Ahead of its Data Center Summit 2009 next week in London, the company released a statement this week spelling out its views on how the rise of cloud computing will impact IT departments. Although IT organisations in large companies may see much of their role replaced by cloud services in the long term, in the short term IT departments will oversee the roll-out of internal private cloud projects within their businesses.
“With cloud offerings coming in the form of services, this means that the IT organisation will be replaced by relationships to many cloud computing service providers, each for one or a handful of services,” said Phil Dawson, research vice president at Gartner.

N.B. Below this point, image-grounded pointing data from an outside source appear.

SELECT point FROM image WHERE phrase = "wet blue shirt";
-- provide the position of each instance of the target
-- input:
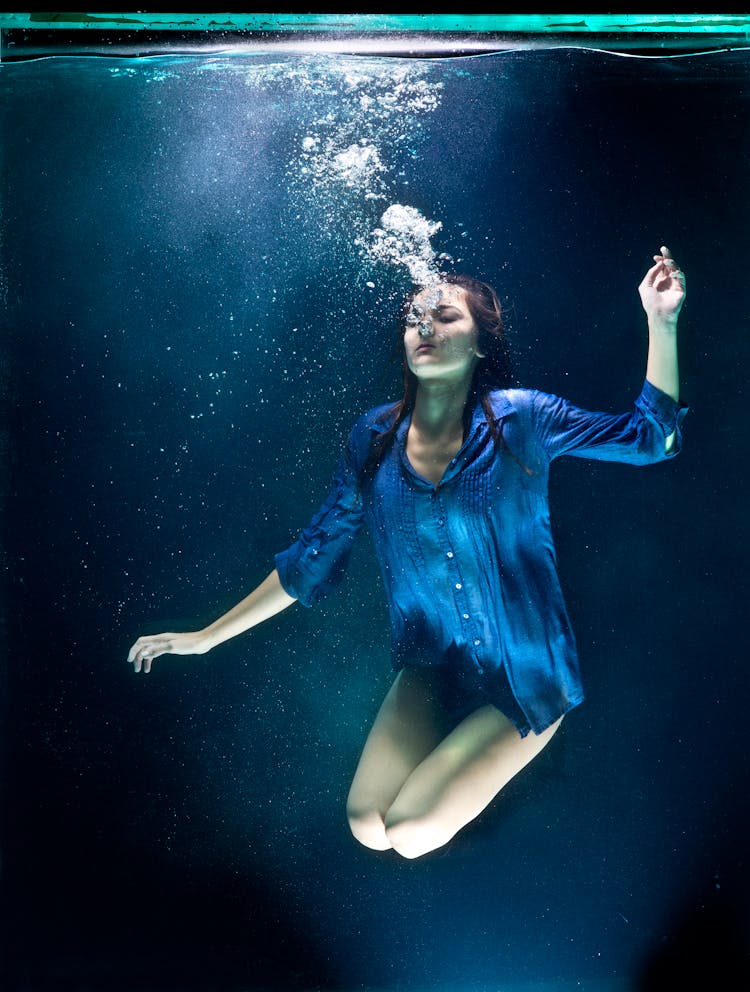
(469, 564)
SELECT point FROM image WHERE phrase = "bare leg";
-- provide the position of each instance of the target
(409, 726)
(458, 779)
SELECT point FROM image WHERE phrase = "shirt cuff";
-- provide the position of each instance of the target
(668, 413)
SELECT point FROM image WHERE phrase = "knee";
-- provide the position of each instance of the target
(367, 826)
(412, 836)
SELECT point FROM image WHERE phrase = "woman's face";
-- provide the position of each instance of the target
(441, 338)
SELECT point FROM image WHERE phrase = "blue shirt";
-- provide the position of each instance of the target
(469, 564)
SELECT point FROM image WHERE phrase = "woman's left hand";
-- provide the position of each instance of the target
(662, 290)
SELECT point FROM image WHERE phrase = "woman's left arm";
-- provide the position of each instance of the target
(662, 294)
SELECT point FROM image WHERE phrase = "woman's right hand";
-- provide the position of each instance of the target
(151, 646)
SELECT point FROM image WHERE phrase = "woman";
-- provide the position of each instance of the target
(452, 483)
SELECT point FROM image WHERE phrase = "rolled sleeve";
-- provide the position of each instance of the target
(316, 562)
(665, 412)
(638, 437)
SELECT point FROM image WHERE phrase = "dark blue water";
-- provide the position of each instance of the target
(196, 310)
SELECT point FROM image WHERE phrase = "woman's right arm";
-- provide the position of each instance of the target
(268, 599)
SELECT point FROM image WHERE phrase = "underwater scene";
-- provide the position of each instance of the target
(204, 261)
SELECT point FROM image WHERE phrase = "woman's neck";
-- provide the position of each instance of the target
(439, 407)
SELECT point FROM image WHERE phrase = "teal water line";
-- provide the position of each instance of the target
(672, 24)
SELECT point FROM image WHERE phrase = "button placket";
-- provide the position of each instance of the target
(452, 563)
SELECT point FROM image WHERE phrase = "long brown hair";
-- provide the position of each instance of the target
(494, 371)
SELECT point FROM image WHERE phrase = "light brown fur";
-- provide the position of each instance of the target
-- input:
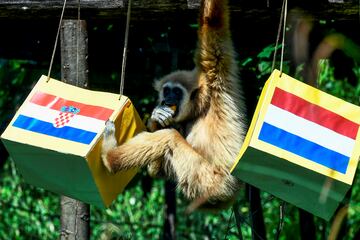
(213, 120)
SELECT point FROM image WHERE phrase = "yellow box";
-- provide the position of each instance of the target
(55, 140)
(302, 145)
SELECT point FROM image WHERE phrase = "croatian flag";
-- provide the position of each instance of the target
(55, 116)
(309, 130)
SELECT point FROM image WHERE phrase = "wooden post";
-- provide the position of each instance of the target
(170, 187)
(75, 215)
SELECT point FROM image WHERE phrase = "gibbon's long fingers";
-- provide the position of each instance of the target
(139, 151)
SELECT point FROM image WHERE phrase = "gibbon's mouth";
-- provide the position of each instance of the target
(174, 108)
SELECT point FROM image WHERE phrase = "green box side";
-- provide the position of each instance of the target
(61, 173)
(290, 182)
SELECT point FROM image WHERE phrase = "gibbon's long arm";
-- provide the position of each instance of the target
(215, 54)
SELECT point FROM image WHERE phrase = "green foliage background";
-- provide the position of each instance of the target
(28, 212)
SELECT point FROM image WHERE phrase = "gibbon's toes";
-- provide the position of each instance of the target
(109, 128)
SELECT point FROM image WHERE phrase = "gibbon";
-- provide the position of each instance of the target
(206, 105)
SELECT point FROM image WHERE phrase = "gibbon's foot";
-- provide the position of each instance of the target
(109, 142)
(154, 169)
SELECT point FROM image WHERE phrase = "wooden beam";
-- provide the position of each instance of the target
(164, 10)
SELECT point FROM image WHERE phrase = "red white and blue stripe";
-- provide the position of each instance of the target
(81, 122)
(309, 130)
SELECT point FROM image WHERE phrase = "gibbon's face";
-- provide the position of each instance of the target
(178, 89)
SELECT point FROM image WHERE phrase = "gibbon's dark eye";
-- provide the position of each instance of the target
(166, 91)
(177, 91)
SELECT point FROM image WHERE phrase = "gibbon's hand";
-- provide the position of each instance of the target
(163, 115)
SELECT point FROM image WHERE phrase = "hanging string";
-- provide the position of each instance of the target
(282, 24)
(281, 219)
(283, 39)
(125, 49)
(56, 41)
(77, 45)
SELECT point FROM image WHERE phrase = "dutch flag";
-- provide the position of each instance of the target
(309, 130)
(61, 118)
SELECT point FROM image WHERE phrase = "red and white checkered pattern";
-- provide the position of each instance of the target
(63, 119)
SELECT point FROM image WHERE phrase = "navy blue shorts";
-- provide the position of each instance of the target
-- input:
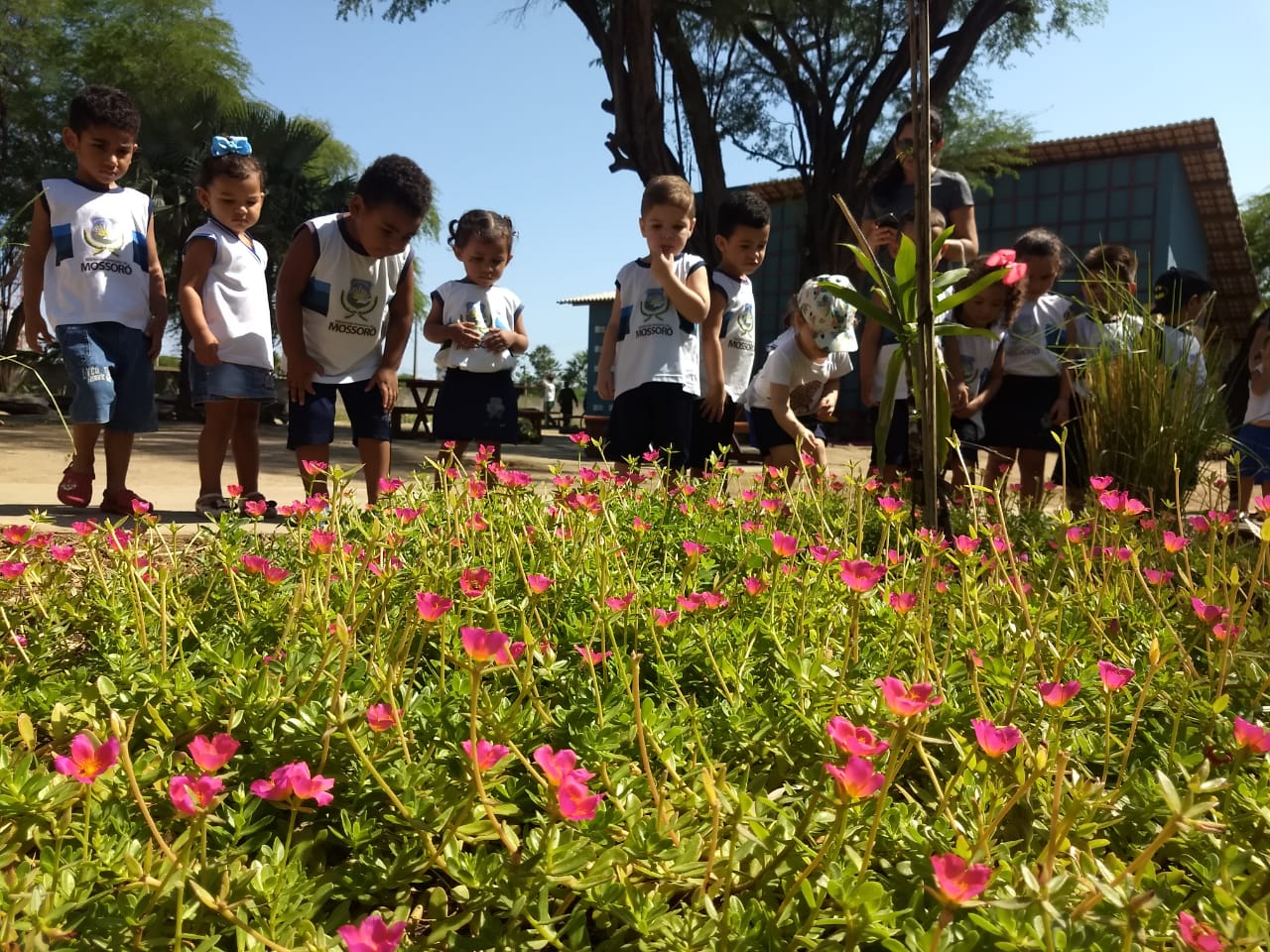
(711, 438)
(654, 416)
(476, 407)
(314, 422)
(111, 375)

But the analyst believes that it will be a while before public cloud services are mature enough to replace much of the IT departments responsibility for internal infrastructure.

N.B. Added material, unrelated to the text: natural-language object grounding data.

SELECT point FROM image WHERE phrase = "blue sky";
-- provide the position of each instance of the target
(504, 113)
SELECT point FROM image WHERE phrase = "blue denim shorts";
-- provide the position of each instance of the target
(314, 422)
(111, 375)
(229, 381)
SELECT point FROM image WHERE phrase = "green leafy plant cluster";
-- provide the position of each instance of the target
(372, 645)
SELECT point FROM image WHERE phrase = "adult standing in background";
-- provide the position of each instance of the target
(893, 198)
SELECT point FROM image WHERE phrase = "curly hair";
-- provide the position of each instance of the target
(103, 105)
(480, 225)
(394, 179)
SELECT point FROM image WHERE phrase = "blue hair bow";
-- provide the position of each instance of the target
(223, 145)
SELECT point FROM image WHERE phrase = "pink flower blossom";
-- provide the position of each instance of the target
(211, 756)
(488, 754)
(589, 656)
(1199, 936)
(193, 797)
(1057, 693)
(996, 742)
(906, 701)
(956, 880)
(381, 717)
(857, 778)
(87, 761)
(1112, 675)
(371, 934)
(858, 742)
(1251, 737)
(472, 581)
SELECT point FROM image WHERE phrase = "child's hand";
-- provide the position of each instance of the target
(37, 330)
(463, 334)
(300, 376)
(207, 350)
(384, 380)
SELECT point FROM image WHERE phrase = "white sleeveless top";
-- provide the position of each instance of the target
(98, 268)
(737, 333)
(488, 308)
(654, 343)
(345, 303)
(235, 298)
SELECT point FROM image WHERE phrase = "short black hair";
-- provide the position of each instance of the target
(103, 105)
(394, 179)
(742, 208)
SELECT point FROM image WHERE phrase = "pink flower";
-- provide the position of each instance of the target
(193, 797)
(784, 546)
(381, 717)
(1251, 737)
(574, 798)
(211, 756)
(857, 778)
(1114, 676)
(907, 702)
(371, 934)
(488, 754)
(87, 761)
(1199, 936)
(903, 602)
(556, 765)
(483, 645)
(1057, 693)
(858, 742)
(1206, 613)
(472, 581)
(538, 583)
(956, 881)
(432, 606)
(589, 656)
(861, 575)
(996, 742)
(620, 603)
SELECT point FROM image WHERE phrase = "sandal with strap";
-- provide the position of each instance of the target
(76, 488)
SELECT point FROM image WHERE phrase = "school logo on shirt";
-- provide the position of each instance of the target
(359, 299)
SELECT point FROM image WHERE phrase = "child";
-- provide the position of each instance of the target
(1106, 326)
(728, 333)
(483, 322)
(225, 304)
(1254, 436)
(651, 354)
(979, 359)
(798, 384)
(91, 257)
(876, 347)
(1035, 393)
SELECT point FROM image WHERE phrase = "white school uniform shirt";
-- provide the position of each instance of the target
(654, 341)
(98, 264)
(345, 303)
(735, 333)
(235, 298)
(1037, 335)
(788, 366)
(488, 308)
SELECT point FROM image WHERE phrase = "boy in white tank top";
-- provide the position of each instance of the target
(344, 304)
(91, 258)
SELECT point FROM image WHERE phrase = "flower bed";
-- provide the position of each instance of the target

Cloud services are still criticised for poor security, but a greater problem may turn out to be compliance with regulations for issues such as data protection (an issue highlighted this week in a webinar chaired by eWEEK Europe).
Until public clouds become more dependable and compliance issues are ironed out, IT departments will focus on developing internal cloud services created specifically for their business. “Through 2012, IT organisations will invest more in private cloud services than in offerings from public cloud providers,” the analyst said.
“Larger organisations will continue to have an IT organisation that manages and deploys IT resources internally. Some of these will be ‘private clouds’, but not all,” said Dawson. “IT departments will also take on IT service sourcing responsibility – determining when to leverage external providers, when to deploy internally, and when to leverage both for specific services.”
The analyst also said that services that are business differentiators and tightly integrated into the business will not be destined to end up in the cloud.
“For now, private cloud computing will not just be a viable term, it will be a significant strategic investment for most large organisations. We predict that through 2012, more than 75 per cent of organisation’s use of cloud computing will be devoted to very large data queries, short-term massively parallel workloads, or IT use by start-ups with little to no IT infrastructure,” added Dawson.
Earlier this week, analyst Forrester said that the migration of databases to the cloud is still maturing and it could take two to three years before mission-critical databases are hosted on the technology.
However, other analysts have voiced concern over the security of cloud services. “[Public cloud providers] don’t have the pieces to meet the regulatory requirements; they don’t have the means to meet the compliance issues related to security,” Amy DeCarlo, principal analyst for managed IT services at Current Analysis told eWeek earlier this month . “That’s not to say there won’t be a time, or that cloud service providers can’t provide something useful to the enterprise.”